Blog do Barreto: O PSOL passou por algumas turbulências como a filiação rejeitada do advogado Fábio Holanda. Esses problemas atrapalham a disputa majoritária?

Carlos Alberto: Acredito que não.

Blog do Barreto: Como o senhor analisa a UERN?

Carlos Alberto: O desenvolvimento social e econômico do Rio Grande do Norte passa pela UERN, pois ela está presente em quase todas as regiões do estado, atuando fortemente na Graduação e na Pós-graduação. Vejo a UERN como a executora de uma política governamental abrangente no ensino e na pesquisa aplicada.
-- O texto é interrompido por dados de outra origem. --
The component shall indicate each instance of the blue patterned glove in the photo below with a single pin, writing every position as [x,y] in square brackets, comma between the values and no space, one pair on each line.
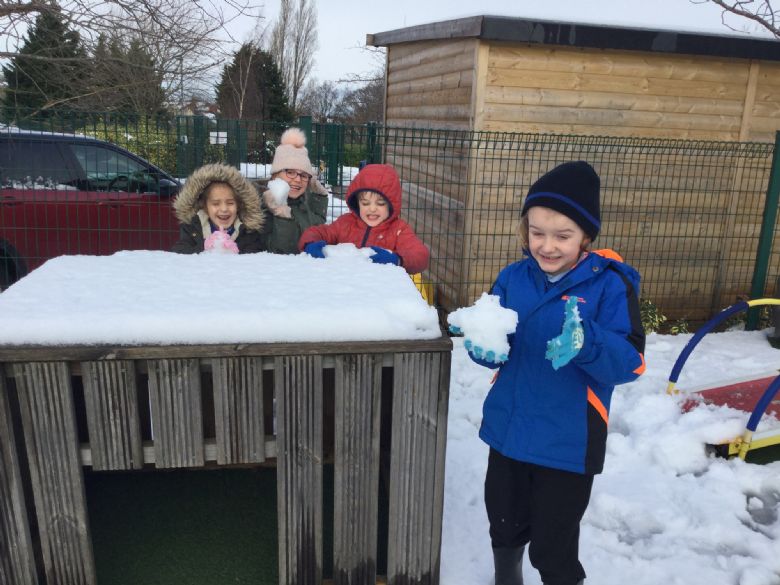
[314,249]
[383,256]
[484,356]
[562,349]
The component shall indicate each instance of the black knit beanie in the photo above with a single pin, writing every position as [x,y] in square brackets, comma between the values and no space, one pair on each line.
[571,189]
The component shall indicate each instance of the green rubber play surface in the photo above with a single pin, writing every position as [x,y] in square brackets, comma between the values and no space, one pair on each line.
[184,527]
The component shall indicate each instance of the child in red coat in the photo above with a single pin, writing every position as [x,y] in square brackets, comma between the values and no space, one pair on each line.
[374,200]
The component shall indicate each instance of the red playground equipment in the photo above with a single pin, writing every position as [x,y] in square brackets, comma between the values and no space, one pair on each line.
[755,394]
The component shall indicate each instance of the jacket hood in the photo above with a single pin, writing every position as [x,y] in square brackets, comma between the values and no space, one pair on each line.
[610,258]
[379,178]
[188,201]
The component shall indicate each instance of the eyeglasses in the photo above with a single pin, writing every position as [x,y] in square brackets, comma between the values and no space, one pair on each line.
[291,174]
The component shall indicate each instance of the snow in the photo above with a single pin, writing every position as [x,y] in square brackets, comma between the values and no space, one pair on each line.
[485,326]
[145,297]
[662,512]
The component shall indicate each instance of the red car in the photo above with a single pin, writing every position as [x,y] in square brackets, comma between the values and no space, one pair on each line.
[69,194]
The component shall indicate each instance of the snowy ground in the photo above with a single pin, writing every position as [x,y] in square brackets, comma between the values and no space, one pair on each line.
[663,512]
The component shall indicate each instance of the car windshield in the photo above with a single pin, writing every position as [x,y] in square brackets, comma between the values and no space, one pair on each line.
[103,164]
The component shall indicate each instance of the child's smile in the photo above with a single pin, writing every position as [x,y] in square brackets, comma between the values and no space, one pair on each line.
[221,205]
[373,208]
[555,241]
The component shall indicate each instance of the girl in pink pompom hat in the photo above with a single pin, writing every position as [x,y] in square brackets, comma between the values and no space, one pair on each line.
[295,199]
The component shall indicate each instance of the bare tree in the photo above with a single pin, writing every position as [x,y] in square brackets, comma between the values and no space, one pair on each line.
[186,37]
[758,11]
[293,43]
[321,101]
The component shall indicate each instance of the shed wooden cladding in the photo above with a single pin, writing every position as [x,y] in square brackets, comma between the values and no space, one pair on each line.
[516,75]
[121,384]
[521,85]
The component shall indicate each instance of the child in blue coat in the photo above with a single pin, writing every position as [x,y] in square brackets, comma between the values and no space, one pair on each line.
[545,418]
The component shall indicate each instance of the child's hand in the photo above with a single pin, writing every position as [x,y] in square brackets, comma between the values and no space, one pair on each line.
[382,256]
[562,349]
[219,241]
[314,249]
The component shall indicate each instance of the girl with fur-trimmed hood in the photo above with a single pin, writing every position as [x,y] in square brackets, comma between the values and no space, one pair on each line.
[219,209]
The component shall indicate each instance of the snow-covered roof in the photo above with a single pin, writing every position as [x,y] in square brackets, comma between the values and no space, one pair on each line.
[149,298]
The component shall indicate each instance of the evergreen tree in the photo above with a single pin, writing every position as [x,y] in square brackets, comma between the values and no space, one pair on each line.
[251,87]
[48,71]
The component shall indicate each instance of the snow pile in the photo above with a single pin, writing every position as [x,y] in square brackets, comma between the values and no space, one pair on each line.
[485,326]
[663,511]
[347,250]
[163,298]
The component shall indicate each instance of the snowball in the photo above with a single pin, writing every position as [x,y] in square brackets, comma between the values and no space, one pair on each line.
[486,323]
[279,190]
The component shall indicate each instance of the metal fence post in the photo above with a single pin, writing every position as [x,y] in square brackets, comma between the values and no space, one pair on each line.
[304,123]
[767,236]
[372,144]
A UERN deve assumir um papel preponderante em nossa gestão, pois tendo a educação como prioridade a UERN será um braço de atuação do governo para a elevação de nossos indicadores educacionais.
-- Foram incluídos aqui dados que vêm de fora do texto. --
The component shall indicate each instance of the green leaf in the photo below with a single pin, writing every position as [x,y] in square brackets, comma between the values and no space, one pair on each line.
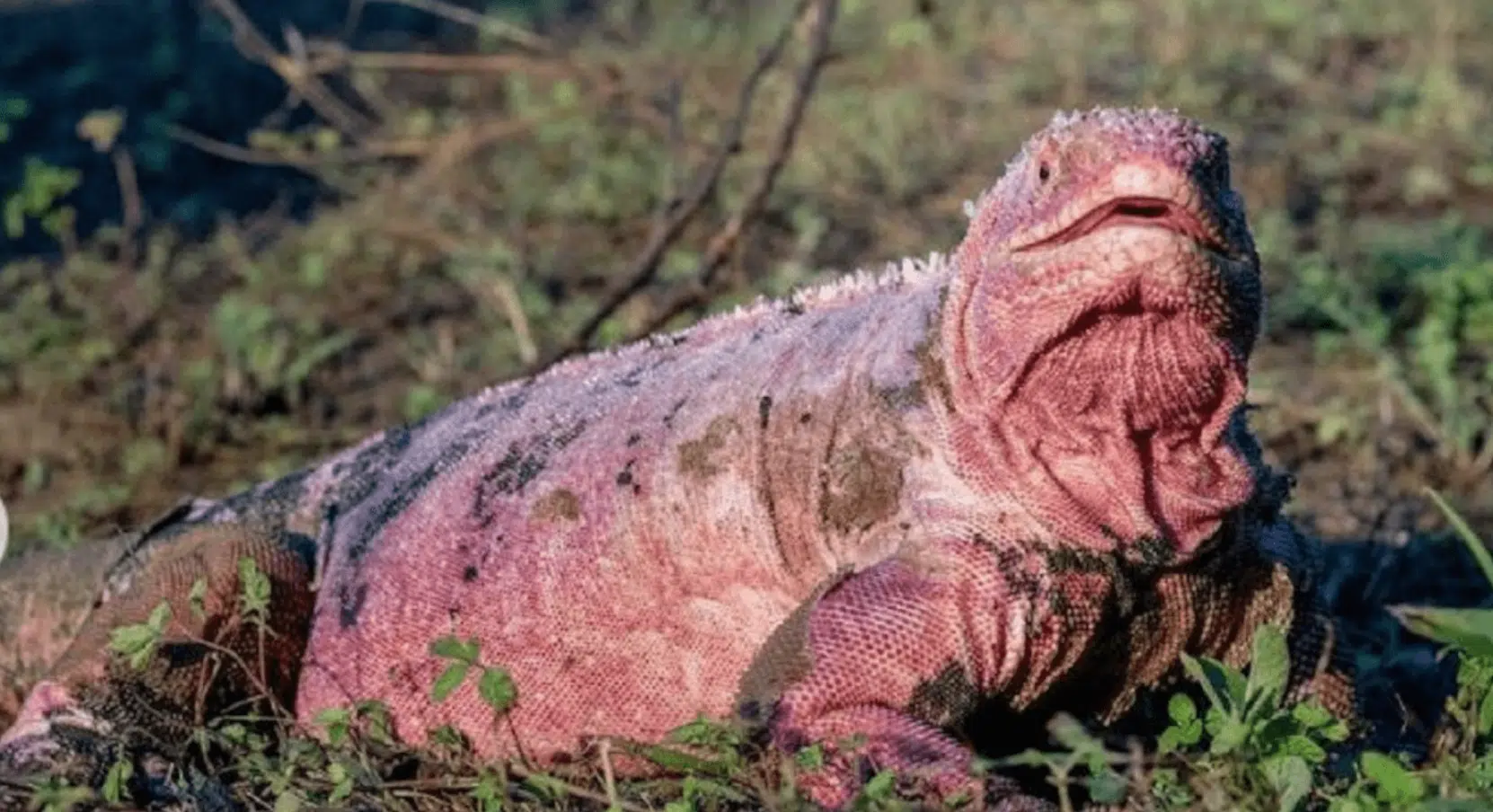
[1486,714]
[1480,552]
[1466,629]
[1269,667]
[879,785]
[498,690]
[1395,782]
[448,681]
[1290,778]
[117,781]
[451,649]
[1181,710]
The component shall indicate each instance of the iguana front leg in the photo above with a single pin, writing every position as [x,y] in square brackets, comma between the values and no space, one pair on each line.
[209,658]
[897,653]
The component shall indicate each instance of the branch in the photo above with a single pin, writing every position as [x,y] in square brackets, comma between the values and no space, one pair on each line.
[644,270]
[293,69]
[730,234]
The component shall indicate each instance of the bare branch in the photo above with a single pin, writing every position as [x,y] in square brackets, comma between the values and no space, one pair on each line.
[720,247]
[645,268]
[484,22]
[293,69]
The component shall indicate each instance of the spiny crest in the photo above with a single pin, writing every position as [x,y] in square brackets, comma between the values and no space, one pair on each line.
[843,290]
[1126,128]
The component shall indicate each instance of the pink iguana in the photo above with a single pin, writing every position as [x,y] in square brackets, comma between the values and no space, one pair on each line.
[1014,475]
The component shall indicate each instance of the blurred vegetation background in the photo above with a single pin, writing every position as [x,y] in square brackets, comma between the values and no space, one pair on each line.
[236,238]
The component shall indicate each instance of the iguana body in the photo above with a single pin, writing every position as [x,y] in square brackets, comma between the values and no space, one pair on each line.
[1003,476]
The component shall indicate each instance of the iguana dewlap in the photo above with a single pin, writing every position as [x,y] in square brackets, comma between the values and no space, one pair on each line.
[1012,473]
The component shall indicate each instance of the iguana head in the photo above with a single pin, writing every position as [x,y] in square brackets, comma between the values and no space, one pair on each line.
[1105,304]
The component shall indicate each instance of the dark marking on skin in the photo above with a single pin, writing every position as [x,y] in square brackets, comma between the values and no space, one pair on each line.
[945,699]
[1071,560]
[302,545]
[906,397]
[349,604]
[561,503]
[523,463]
[784,658]
[270,502]
[667,419]
[403,494]
[1010,560]
[365,471]
[861,485]
[699,457]
[633,376]
[931,360]
[520,397]
[624,478]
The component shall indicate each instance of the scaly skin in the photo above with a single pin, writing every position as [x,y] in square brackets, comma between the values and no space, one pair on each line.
[1017,476]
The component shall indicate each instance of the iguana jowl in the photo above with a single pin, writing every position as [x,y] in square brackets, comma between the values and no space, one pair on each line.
[1007,475]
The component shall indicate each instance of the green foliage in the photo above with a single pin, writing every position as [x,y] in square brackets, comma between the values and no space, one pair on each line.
[1420,302]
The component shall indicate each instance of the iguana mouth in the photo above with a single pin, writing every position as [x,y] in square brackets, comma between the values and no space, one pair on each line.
[1157,212]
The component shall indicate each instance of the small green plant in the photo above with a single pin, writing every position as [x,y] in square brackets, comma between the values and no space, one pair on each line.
[42,187]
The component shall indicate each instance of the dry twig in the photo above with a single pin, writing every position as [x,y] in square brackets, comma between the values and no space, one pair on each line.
[644,270]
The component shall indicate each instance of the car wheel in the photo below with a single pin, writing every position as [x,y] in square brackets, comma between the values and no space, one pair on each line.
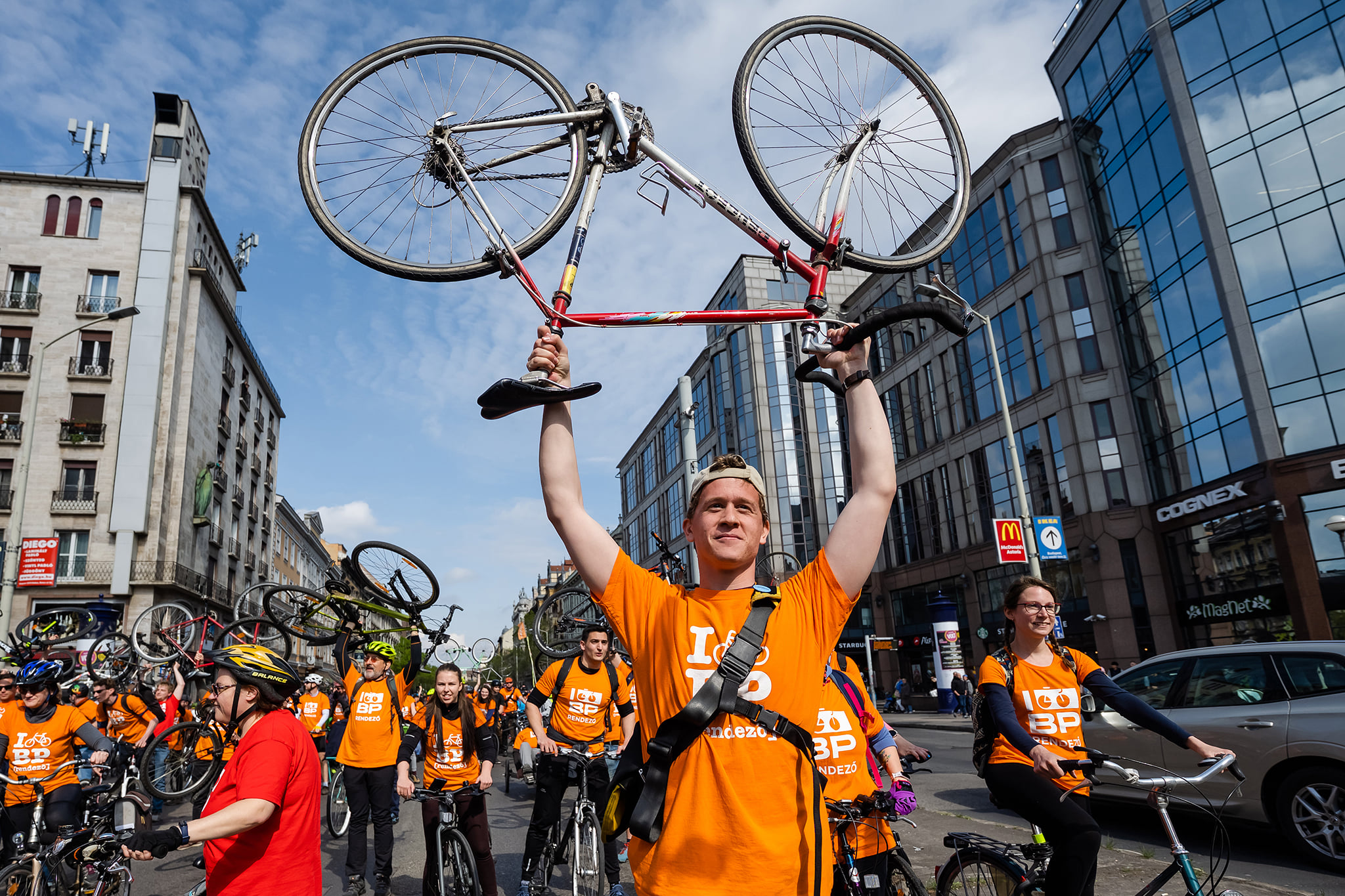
[1310,806]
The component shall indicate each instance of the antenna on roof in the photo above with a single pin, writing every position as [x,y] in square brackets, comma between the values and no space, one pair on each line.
[91,136]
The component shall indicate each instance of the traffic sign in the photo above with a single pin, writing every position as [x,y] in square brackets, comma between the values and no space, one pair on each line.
[1011,542]
[1051,538]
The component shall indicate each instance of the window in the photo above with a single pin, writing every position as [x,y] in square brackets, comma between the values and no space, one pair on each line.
[73,209]
[1060,221]
[1110,452]
[1090,359]
[72,554]
[1153,683]
[50,215]
[95,219]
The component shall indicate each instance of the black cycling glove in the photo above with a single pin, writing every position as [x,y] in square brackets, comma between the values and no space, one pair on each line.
[156,843]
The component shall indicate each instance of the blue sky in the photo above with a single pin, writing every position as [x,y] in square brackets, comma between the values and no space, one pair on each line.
[378,377]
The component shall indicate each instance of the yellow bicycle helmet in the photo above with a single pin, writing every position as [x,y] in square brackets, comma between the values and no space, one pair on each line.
[381,649]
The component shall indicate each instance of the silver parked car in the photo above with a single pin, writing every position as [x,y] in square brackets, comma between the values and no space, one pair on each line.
[1281,707]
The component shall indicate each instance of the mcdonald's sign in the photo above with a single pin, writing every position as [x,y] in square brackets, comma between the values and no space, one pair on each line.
[1011,542]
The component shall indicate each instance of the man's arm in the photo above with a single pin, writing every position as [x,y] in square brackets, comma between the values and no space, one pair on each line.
[588,543]
[857,535]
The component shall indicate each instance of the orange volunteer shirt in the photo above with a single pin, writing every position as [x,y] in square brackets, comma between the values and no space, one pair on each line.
[447,762]
[373,731]
[1047,702]
[841,747]
[735,781]
[311,708]
[35,750]
[580,711]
Blog do Barreto: Quais as propostas para Mossoró?

Carlos Alberto: Mossoró é a capital industrial do estado. Sou impressionado com a pujança econômica da região mossoroense e acredito que Mossoró será a líder do desenvolvimento do estado no médio prazo. O desenvolvimento econômico do Rio Grande do Norte tem que crescer do campo para as cidades. Só reverteremos o atual cenário de empobrecimento que o estado atravessa apoiando a agricultura familiar, as cooperativas, agregando valor aos produtos em nosso território com a industrialização. Quero estimular fortemente a produção de alimentos e a industrialização no território potiguar. Mossoró e região lideram a produção agrícola e a extração mineral em nosso estado e contará com o apoio do governo para instalar a infraestrutura necessária para continuar com seu forte crescimento.